Tomaz Koritnik,
The web browser expects an URL that could be a file or a URL for a internet
resource that is served by some web server. There is no way that you can
pass a memory stream. Of course it depends on the web browser control. If
you use some special control that accepts that then go for it. If you are
using control like IE what you can do is to create a simple ASP.NET
application with a single page. This page can read the name of the web page,
you want to display, as a parameter. The ASP.NET page then can read the
stream and flush its contents to the HttpRespond.Output stream.
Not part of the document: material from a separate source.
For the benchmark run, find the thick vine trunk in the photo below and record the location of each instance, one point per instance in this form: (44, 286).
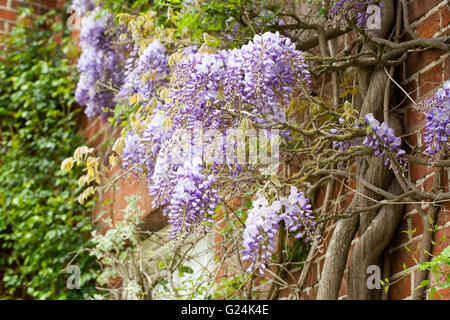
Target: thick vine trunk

For this solution though you need IIS running on the machine. However,
easiest solution would be to save the stream in a file and point the borwser
to it.
HTH
Stoitcho Goutsev (100) [C# MVP]
"Tomaz Koritnik" <no****@nospam.com> wrote in message
news:d8*********@planja.arnes.si...
Hi
I have many short HTML files stored in a binary stream storage to display
descriptions for various items in application. HTML would be display
inside
application using some .NET control or COM control (like Microsoft
WebBrowser). For each description there is one HTML file and along
description text, it contains links to related information. Clicking
related
information would for example open new form in application and display
some
list of items from DB.
When I load HTML data from stream storage, it is stored in memory inside
memory stream. I could display HTML data by first saving memory stream
contents in a temporary file and then instruct browser control to load
from
that file, but I absolutely don't want to use temporary files in this
process. I want to display HTML data directly from the memory stream (or
some other form of memory storage). Is there any control available for C#
that can display HTML data directly from memory?